The zero problem is common in other fields such as in the analysis of water 
quality data where concentrations of chemicals are often near or below 
detection limits. Dennis Helsel's book Nondetects and data analysis provides 
some thoughtful discussions, including how a failure to properly account for 
them caused the Challenger space shuttle explosion, and some nonparametric 
models and censored data models.
 
As to planning for zeros in the experimental design, in my limited experience 
sometimes it will be apparent that the data will have many zeros and other 
times it won't. Given that many ecological experiments are at field sites where 
the responses aren't known ahead of time this is often the case. I tend to plan 
both ways now but I'd have to say that' despite having more than an average 
amount of statistical training' that I find the necessary expertise for the 
statistical designs to be a bit beyond me and good statistical advice in this 
particular area to be rare. 

To me it is also not always clear how to interpret the meaning of the zeros 
since I often don't know their cause and if someone could tell me how to do the 
equivalent of a three-way randomized complete blocks design with blocks as 
random effects and include the treatment interactions I'd be really happy and I 
could publish some data that have been sitting for 10 years waiting for the 
appropriate statistical techniques to be developed
 
John Gerlach





----- Original Message ----
From: Michele Scardi <[EMAIL PROTECTED]>
To: [email protected]
Sent: Monday, January 14, 2008 4:58:18 AM
Subject: Re: [ECOLOG-L] Data set with many many zeros..... Help?

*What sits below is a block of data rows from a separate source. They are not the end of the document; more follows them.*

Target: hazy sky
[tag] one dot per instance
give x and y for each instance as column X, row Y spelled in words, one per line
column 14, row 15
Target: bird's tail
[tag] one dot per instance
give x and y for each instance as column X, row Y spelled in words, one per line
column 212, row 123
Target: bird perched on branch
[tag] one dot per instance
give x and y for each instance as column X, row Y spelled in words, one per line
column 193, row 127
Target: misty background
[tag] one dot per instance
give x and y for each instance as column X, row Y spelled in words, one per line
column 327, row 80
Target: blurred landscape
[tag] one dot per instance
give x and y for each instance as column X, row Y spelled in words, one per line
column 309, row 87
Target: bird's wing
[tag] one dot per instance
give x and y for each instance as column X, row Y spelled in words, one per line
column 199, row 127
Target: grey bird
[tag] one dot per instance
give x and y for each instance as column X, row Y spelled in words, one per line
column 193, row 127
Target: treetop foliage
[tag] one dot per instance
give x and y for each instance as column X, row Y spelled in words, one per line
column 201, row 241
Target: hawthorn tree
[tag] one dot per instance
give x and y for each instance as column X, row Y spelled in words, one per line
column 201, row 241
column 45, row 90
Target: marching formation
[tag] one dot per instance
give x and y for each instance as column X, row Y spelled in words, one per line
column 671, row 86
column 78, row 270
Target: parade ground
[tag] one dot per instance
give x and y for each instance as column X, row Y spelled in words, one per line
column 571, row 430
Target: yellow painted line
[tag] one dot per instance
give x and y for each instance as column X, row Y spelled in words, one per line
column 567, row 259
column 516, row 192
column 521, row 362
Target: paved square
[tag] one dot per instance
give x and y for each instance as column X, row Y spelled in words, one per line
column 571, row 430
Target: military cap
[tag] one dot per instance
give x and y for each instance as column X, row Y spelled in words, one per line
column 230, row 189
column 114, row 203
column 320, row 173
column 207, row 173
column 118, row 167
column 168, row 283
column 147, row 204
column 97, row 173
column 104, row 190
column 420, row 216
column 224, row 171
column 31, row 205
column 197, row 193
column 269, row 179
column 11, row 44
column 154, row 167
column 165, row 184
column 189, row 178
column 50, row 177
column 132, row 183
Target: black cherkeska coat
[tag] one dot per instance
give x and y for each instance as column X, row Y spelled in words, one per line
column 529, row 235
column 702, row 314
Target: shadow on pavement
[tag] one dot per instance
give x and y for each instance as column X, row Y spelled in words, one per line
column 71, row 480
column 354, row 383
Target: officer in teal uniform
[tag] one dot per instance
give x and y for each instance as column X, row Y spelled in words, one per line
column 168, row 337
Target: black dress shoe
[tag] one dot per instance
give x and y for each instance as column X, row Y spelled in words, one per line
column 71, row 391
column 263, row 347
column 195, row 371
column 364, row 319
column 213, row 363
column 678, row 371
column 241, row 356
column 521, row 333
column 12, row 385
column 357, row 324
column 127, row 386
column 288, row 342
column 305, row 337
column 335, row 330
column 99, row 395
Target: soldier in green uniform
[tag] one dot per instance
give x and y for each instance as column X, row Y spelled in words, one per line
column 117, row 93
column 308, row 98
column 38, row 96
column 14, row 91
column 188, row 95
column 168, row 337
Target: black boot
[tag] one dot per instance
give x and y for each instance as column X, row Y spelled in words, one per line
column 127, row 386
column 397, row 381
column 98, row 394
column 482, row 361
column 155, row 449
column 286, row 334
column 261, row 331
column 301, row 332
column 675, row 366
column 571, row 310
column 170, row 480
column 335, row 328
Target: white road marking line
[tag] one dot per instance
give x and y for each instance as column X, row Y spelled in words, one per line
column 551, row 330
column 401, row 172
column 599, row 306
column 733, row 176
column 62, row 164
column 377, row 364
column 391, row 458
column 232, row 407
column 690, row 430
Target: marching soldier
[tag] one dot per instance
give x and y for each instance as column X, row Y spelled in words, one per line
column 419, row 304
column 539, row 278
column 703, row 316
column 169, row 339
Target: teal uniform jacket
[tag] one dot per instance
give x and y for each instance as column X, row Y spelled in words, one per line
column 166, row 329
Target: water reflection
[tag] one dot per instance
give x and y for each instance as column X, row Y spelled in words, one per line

Monday, January 14, 2008, 4:11:24 AM, Warren Aney wrote:
WWA> Bill, are we the Luddites in this arena?  I agree with you, and my
WWA> statistics professor would have taken it one important step further:  
Choose
WWA> your statistical analysis methods before you start collecting your data --
WWA> ...

"To call in the statistician after the experiment is done may be no
more than asking him to perform a post-mortem examination: he may be
able to say what the experiment died of."

Sir Ronald Aylmer Fisher


As for the "Data set with nmany zeros" thread, I'm sure that ZIP,
ZINB, ZAP, ZANB, etc. are absolutely appropriate (and effective) in
some cases, but the real problem is that in some case zeros cannot be
regarded as plain numbers. They are just a completely different beast.

Imagine you are relating the abundance of a given species to an
environmental variable (e.g. temperature). Usually you'll find an
optimum value (=max abundance) and a range of values that are
associated to decreasing abundances.

But what about zeros? Zeros mean: species present, but not found;
species absent because of other reasons (i.e. temperature is ok,
something else is not ok: e.g. competition); species absent because
temperature is too low; species absent because temperature is too
high; species absent because temperature is way too low; species
absent because temperature is way too high; etc.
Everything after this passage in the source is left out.